Один безвестный труженик рифмы меня угостил таким куплетцем: «Русь не меняет русла. Течет ее вода Приговоренно грустно Неведомо куда». Непритязательные стишата. Но почему-то нейдут с ума. Ибо относятся и ко мне. Я тоже перемещаюсь в пространстве незнамо куда, незнамо зачем.
Меж тем, у Вас скопились вопросы. О том, чем полна моя голова (совсем не солнцем, смею уверить), чем «пенится» мое бедное сердце, хочу ли я еще, как бывало, страдать и мыслить, подобно классику? Вы спрашиваете об общих знакомых и, наконец, о Петербурге. Всего два десятка лет спустя Вас потянуло вновь окунуться в это золотое сияние, которое в полуденный час сочится из купола Исаакия, Вы поняли, что стосковались по Невскому, вздыхаете о разведенных мостах и разлученных временем духах. Думаю, Вам нужны не ответы. Нужно услышать ответный голос.
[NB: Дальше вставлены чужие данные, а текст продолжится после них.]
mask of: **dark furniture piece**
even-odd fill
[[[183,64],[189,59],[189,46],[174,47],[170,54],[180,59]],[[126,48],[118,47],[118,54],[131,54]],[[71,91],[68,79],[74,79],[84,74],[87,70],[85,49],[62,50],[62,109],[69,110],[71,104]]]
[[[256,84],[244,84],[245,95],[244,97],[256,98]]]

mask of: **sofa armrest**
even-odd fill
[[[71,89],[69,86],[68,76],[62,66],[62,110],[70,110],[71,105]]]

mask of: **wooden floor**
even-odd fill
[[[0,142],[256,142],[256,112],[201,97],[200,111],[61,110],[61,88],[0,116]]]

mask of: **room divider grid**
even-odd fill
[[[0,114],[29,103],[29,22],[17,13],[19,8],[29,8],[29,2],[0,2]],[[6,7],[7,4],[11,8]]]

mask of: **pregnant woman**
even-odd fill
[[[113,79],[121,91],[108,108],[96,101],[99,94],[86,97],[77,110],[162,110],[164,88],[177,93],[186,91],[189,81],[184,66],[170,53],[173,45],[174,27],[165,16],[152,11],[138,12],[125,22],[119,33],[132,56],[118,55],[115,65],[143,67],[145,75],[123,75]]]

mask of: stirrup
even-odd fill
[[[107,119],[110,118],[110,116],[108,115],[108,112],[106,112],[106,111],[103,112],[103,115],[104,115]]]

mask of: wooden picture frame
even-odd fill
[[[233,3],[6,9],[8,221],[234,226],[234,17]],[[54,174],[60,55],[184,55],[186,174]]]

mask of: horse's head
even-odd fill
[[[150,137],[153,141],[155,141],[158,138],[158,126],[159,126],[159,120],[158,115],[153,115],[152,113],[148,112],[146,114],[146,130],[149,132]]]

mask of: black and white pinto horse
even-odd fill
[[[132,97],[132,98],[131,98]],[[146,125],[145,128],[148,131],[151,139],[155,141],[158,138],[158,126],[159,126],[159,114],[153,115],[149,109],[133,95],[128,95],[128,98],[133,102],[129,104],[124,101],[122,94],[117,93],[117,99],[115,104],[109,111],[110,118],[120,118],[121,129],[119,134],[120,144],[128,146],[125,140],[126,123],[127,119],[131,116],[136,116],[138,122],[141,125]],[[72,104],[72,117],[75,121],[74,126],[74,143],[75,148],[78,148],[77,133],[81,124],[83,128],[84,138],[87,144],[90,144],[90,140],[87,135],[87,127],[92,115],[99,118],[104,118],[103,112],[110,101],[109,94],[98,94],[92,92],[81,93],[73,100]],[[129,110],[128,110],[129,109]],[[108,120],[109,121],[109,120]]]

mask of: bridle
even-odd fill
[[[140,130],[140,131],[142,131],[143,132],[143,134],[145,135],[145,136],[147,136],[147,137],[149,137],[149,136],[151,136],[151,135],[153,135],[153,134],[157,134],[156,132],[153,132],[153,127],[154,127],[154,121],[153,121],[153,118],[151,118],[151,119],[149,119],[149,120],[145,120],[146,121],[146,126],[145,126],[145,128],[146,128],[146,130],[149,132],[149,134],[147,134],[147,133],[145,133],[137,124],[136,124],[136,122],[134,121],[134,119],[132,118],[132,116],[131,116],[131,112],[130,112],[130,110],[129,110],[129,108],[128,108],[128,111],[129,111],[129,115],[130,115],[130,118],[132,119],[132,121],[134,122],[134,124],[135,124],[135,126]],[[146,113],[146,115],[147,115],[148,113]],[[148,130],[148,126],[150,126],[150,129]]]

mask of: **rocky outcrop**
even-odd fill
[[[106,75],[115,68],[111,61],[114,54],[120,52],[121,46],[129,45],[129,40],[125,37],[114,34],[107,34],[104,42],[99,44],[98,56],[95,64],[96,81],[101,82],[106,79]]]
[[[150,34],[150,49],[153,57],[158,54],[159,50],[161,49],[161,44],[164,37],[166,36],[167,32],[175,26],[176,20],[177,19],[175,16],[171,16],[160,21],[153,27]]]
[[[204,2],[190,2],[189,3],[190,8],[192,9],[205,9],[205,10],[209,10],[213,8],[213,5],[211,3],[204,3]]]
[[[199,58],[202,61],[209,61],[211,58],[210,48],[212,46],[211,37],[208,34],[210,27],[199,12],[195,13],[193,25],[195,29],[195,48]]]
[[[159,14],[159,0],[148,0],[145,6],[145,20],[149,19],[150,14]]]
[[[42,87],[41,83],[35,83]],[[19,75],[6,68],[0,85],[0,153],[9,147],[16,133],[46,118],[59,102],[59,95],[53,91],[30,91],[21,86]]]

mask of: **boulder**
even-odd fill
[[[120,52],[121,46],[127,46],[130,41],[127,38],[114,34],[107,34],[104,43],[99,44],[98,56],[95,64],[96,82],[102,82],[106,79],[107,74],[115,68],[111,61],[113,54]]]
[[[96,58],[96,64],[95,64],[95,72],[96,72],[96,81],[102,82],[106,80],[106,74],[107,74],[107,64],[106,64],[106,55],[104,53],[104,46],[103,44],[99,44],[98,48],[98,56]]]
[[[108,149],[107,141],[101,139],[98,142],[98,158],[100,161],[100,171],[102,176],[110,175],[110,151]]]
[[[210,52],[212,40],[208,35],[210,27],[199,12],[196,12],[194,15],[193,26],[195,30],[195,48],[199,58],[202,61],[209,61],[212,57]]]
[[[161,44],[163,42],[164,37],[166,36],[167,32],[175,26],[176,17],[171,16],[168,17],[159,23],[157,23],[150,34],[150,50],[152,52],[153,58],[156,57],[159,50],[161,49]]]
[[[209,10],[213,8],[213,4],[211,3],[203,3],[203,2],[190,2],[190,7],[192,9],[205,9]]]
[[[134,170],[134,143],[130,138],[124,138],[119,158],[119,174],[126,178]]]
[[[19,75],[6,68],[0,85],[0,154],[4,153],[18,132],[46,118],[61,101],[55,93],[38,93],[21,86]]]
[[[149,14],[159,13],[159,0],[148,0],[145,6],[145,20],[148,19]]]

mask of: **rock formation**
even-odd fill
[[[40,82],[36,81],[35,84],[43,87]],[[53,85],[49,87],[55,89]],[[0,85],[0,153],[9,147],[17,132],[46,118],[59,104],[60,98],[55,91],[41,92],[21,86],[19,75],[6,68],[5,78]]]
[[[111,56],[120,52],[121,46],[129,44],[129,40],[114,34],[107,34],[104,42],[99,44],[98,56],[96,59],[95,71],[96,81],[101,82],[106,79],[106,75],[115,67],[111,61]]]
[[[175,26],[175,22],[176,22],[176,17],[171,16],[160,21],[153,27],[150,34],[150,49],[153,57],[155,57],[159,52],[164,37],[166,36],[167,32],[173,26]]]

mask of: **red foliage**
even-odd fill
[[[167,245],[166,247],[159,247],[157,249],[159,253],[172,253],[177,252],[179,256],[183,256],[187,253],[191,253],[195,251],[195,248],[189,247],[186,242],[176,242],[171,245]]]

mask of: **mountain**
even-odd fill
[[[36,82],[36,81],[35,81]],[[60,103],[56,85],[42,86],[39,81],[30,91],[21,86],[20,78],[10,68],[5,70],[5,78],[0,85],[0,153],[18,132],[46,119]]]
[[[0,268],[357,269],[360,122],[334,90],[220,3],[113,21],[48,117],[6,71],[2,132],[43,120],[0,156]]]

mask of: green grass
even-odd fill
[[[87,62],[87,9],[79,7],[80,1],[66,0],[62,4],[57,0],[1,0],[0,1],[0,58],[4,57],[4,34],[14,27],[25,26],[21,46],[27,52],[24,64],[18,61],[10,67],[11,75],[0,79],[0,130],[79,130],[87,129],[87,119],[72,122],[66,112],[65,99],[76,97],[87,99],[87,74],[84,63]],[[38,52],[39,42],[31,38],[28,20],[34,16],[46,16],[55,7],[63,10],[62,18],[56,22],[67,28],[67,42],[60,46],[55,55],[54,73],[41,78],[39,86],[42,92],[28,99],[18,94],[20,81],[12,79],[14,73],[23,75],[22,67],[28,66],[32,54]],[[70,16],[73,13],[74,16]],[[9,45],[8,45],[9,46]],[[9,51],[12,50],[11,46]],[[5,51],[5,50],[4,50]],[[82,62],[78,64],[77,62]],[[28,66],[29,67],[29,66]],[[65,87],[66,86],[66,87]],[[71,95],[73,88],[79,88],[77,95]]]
Вы просите рассказать о себе. Печален был бы мой рассказ. Благоразумнее воздержаться. Попотчевать петербургскими видами. Каким-нибудь нейтральным закатом. Помню, что Вы любили сумерки.
Впрочем, не стану прибегать к этой лирической требухе. Когда тебе нечего написать, ты сообщаешь о клейких листочках и пении щегла за окном. Чехов доводил до истерики бедную Лику такими подробностями — барышне требовалось иное. Так же бесили Льва Гумилева весточки с воли от доблестной матери — все тот же поэтический шелест, ни звука о том, чего он так ждет.